The game is very simple, with a jump and an attack, entire intuitive as a game. Barring an annoying section with orange bats which can pick you up and drop you back a few screen backs in the final level, this is difficult with however a sense that it is not unfair about it. The personality is fully here from the get-go, opening with our lead Rick from the original franchise, as his girlfriend Linda cries over his grave at night, resurrected with the cursed (hockey) mask from the first game already on and immediately needing to rescue her from an evil Pumpkin King. Somehow this involves eventually having to jump over pink Jaws clones at a Camp Crystal Lake parody, fending off sentient chainsaws, fighting a parody of the Jeff Goldblum Fly transmogrification mutation, and end up in a Church which seems serene until you reach the Satanic ritual at the alter. It is a chirpy, playful game but you can see this being a headache to release in the West when Castlevania games were censored in details, as it is cute but has a perverse and sick sense of humour. Despite the fact, for example, you have a candy power up for one point of health restoration, and a burger for a large amount of health, the sole other power up is a shotgun for 10 rounds to get rid of pumpkins and other obstacles, which would have not flied in the day in Western cartridge releases, but works in hindsight with its playfully parodical tone.

This is not forgetting the two secret levels, where if you find them you travel to Japan, batting off yokai umbrellas on top of an ancient Japanese castle, and ancient Egypt, where you collect two gems that unlock the proper epilogues and enjoy some prolonged dancing animation from two women who greet you with these gifts, the game for the NES clearly wanting to show how good their animation was. It is not surprising as, even referencing a cult slasher film like The Burning (1981) for a boss, this is a game made by horror fans who created something with a vibrant mood and sumptuous colourful sprites. Even if Level 2 is in a sewer, it involves fighting giant green mouse and fits the tone. The bosses in general are great, who you can figure out with patience, where even the mini-bosses are memorable. There is a sentient oven with its knives flying at you and headless chickens; a creepy doll with chairs after you; a really sick humored parody of Alien (1979) where spiders burst at of a young girl’s stomach only, after the fight, for her to be seemingly okay, rubbing her tummy and heading off; and a menagerie of others where the Pumpkin King near the end is the more conventional of the lot.

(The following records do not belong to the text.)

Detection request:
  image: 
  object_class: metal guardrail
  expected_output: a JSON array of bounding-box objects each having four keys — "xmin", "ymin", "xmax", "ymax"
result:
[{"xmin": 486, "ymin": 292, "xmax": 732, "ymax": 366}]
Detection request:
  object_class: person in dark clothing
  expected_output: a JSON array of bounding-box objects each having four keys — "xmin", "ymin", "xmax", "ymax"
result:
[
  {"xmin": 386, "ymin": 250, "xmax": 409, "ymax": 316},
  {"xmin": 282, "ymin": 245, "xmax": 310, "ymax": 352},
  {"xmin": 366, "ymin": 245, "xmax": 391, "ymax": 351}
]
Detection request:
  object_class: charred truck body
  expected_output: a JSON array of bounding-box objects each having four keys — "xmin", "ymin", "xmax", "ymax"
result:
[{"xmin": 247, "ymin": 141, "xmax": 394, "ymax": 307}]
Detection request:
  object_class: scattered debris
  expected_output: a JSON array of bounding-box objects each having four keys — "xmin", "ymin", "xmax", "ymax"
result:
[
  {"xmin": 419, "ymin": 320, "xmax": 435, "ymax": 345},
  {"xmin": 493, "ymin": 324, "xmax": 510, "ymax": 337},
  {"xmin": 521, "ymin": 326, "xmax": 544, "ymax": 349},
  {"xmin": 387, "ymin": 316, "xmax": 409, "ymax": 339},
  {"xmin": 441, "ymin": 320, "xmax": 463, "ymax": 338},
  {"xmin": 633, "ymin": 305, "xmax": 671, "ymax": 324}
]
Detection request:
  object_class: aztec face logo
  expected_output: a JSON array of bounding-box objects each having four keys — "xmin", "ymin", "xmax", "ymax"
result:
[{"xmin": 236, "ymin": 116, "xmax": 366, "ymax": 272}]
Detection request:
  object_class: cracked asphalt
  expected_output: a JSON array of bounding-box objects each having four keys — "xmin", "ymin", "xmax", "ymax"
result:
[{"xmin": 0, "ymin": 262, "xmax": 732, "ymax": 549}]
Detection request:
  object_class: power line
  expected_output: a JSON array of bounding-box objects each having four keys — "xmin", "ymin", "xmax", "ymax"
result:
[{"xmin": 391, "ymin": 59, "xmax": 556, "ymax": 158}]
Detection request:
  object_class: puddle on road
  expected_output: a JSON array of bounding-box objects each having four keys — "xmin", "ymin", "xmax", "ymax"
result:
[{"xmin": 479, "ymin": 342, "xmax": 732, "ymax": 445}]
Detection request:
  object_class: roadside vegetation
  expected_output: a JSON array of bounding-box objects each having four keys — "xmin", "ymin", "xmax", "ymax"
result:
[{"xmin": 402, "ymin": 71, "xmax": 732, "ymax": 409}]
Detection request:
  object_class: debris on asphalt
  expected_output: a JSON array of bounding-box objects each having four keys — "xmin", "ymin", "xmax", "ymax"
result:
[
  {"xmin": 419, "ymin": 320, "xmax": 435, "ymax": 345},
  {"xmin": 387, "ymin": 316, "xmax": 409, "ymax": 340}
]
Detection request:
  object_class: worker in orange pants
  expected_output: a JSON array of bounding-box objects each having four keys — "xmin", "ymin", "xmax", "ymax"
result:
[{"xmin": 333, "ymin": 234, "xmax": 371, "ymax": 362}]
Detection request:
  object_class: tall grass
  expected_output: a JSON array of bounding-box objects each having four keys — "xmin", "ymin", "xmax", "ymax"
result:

The joke is felt fully, with a huge spoiler, as this is one of a few games from this time, from Altered Beast (1988) to the first NES Castlevania games, where it is explicit  that the game you are playing is the premise of a movie being filmed, pulling back the curtain with a punch line and a supernatural addition. Splatterhouse: Wanpaku Graffiti is a really fun game, among those I have tried that have begun to open up the 8 bit generation as still relevant and striking in their own visual splendor. This is, as a short game, memorable through every level. With a password system to help back in the day alongside the modern save state system for the first modern Western re-release, it also never feels unfair, matching what is a game which never has a moment which feels generic, and always stands out per its seven levels. That does not factor in how this has a cool little touch I think was ahead of its time, where if you do not die at all, you can reach a number of enemies slain, including the bosses, and increase your health bar when you reach the total; this continues as the number to reach increases when completed to fill again and increase your health, which is significantly to your advantage for some of the more trickier moments, like dodging lightning bolt firing clocks, to the bosses.  This is of course the one-off game in this franchise, which kept in the adult violent area of video games; thanks to this, they are more intriguing than they were already, but with the irony that I wished we also got a sequel to the parody. Just to imagine, in the 16-bit era with this style on the SNES or the Mega Drive, how goofier and funnier this series would have gotten is tantalizing for me, and would have been hilarious alongside the ultra-gory sequels to Splatterhouse still continue as they did back in the early nineties.